Les larmes
Les larmes sont un don.
Lorsque d’un pas distrait nous poursuivons nos rêves
Sous l’ombrage doré des grands bois murmurants,
Par les plaines de trèfle et les doux champs de fèves,
Ou sur les rocs hardis qui bordent les torrents,
Et que, par intervalle, arrêtés sous un chêne,
Nous sentons lentement pénétrer dans l’esprit
Le calme radieux et la splendeur sereine
De la terre qui chante et du ciel qui sourit :
D’où vient que, malgré nous, une vague tristesse,
Qu’on ne peut définir et qu’on craint de montrer,
Monte de l’âme au front, qui s’incline et s’affaisse,
Et que, sans le savoir, on se prend à pleurer ?
D’où vient que dans un bal, quand l’orchestre déchaîne
Le galop bondissant en tourbillons fougueux,
Ou par degrés s’apaise et mollement ramène
La valse échevelée au quadrille amoureux ;
En voyant tous ces fronts étinceler, reluire
Dans un air saturé de parfums enivrants,
Ces regards se chercher, ces lèvres se sourire.
Et ces roses briller sur des seins haletants ;
D’où vient que de ces flots de joie et de lumière,
On sent se dégager un nuage de deuil,
Et que, le cœur troublé par une ombre sévère,
On s’enfuit brusquement une larme dans l’œil ?
D’où vient que dans un temple, à genoux sur les dalles,
Quand l’orgue vespéral a cessé de gémir,
Et que le dernier bruit qui s’élève des stalles
Expire au fond du cloître en un vaste soupir ;
En contemplant la nef déserte et solitaire,
Les reflets incertains qui tombent d’un tableau,
Le Christ pâle et glacé qui surmonte la chaire,
Et l’autel morne, noir et froid comme un tombeau ;
D’où vient donc qu’à l’aspect de ces saintes images,
Ne pouvant ni prier, ni bénir le Seigneur,
L’homme, par des sanglots, adresse ses hommages
À l’Être tout-puissant qui règne sur son cœur ?
D’où vient que dans ces jours si chers à la mémoire.
Quand une artiste-reine apparaît à nos yeux,
Et, du haut d’un théâtre étoilé de sa gloire,
Nous ouvre les palais d’un monde merveilleux ;
Quand de l’âme et des sens sa voix tendre ou hautaine
Parcourt en triomphant le sonore clavier,
En fait jaillir l’amour, la colère, la haine,
Et tient courbé sous elle un peuple tout entier ;
D’où vient donc que ce peuple, en relevant la tête
Pour saluer l’artiste au moment du départ,
Ne trouve pour ses vœux de plus digne interprète
Que les pleurs éloquents qui mouillent son regard ?

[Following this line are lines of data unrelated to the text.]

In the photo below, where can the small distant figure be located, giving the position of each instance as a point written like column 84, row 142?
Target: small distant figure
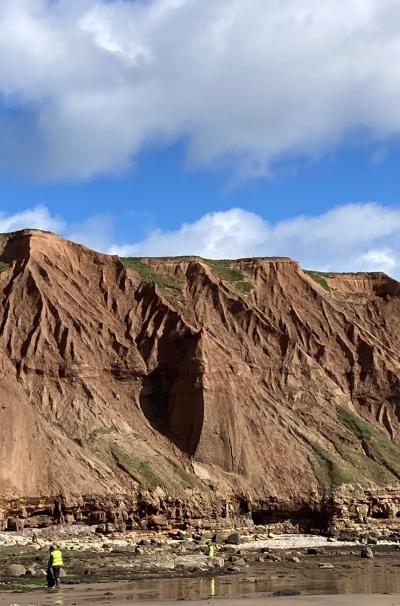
column 54, row 566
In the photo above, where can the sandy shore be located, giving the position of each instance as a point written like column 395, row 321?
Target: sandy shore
column 74, row 596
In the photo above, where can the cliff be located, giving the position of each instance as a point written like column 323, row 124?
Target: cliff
column 182, row 388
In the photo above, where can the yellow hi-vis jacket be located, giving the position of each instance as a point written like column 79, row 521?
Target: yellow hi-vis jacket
column 56, row 558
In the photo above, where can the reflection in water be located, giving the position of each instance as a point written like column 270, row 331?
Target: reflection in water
column 378, row 576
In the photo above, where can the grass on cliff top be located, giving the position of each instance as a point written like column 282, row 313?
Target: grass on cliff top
column 319, row 277
column 170, row 285
column 223, row 269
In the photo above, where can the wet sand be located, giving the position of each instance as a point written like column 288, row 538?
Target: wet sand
column 114, row 596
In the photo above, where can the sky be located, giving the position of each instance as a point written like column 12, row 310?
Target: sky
column 222, row 128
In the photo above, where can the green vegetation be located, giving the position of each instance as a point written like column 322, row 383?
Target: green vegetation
column 170, row 285
column 141, row 471
column 377, row 447
column 188, row 480
column 367, row 455
column 223, row 269
column 100, row 431
column 319, row 277
column 332, row 472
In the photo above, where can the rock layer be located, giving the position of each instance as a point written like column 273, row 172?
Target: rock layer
column 175, row 389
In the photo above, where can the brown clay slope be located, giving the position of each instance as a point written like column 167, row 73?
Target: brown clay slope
column 196, row 380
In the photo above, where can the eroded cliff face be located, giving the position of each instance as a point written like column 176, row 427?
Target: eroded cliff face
column 181, row 389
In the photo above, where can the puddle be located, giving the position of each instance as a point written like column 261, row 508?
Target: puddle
column 365, row 578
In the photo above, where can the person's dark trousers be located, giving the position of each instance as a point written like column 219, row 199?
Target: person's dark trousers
column 56, row 574
column 50, row 578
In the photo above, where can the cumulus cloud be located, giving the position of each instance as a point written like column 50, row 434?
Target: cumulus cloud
column 35, row 218
column 353, row 237
column 86, row 84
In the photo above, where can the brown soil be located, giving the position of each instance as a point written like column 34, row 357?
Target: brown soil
column 186, row 387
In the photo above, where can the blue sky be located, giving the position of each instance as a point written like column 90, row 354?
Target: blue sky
column 269, row 129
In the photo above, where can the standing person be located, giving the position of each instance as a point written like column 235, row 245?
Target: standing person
column 54, row 566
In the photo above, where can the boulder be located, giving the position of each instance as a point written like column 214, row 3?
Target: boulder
column 217, row 539
column 233, row 539
column 367, row 552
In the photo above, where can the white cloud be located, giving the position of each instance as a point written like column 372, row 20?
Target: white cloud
column 96, row 232
column 35, row 218
column 353, row 237
column 91, row 82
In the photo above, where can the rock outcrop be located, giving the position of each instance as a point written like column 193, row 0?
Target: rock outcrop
column 170, row 391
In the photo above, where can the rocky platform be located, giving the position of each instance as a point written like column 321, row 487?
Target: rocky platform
column 155, row 393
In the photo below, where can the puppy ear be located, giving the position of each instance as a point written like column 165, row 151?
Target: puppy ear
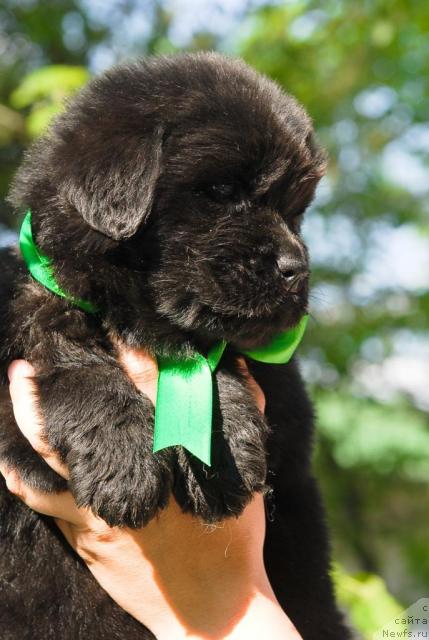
column 114, row 191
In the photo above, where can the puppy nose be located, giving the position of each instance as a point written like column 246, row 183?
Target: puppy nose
column 292, row 270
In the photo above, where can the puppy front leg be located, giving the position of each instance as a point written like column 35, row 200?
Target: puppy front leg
column 238, row 468
column 102, row 426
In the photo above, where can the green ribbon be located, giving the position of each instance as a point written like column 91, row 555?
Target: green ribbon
column 40, row 266
column 184, row 404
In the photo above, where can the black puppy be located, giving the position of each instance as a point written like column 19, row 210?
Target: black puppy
column 170, row 196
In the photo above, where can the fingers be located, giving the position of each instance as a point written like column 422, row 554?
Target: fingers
column 141, row 368
column 254, row 387
column 23, row 394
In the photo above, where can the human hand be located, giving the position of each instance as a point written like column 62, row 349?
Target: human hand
column 177, row 576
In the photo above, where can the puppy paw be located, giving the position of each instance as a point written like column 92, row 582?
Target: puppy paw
column 239, row 465
column 119, row 478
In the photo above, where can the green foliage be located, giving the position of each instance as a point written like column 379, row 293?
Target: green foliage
column 368, row 603
column 380, row 437
column 45, row 91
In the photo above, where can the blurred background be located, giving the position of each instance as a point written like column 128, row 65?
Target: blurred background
column 362, row 71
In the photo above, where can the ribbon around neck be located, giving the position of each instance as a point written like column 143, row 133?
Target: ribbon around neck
column 41, row 268
column 184, row 405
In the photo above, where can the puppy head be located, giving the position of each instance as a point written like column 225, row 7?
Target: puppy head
column 195, row 172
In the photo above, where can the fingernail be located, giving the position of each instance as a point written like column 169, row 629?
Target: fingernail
column 20, row 369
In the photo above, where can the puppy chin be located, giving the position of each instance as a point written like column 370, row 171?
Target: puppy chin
column 247, row 333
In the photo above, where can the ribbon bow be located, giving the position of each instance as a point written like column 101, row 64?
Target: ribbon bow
column 184, row 404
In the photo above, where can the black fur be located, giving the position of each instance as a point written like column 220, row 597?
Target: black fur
column 169, row 194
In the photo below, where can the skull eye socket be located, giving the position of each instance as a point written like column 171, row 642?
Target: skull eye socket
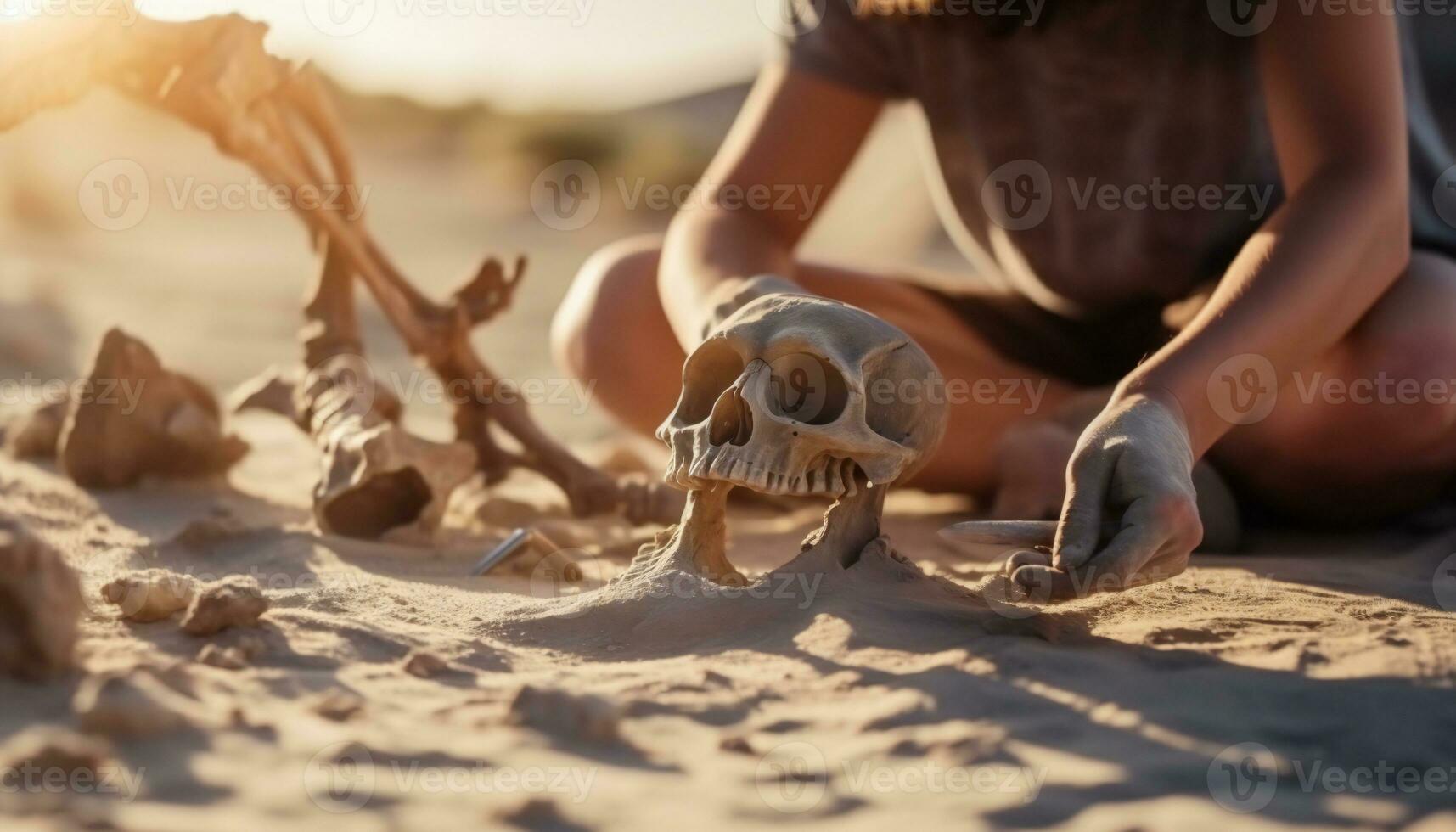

Ainsi que nous l’avons appris de notre mère.
Et que les livres saints le disent à leur tour,
L’homme, errant ou captif, n’est-il donc sur la terre
Qu’un sublime exilé du céleste séjour ?
Et quand son œil se voile et que son front s’incline
Devant un grand spectacle admiré de nous tous,
Qu’il sent pâlir son cœur au fond de sa poitrine,
Et qu’insensiblement il fléchit les genoux :
Est-ce le souvenir de sa gloire perdue,
Un retour fugitif aux splendeurs du passé,
L’amer ressentiment de sa grandeur déchue
Qui fait tomber ces pleurs sur son sein oppressé ?
Théodore WEUSTENRAED.
Recueilli dans Anthologie belge, publiée sous le patronage du roi
par Amélie Struman-Picard et Godefroid Kurth,
professeur à l’Université de Liège, 1874.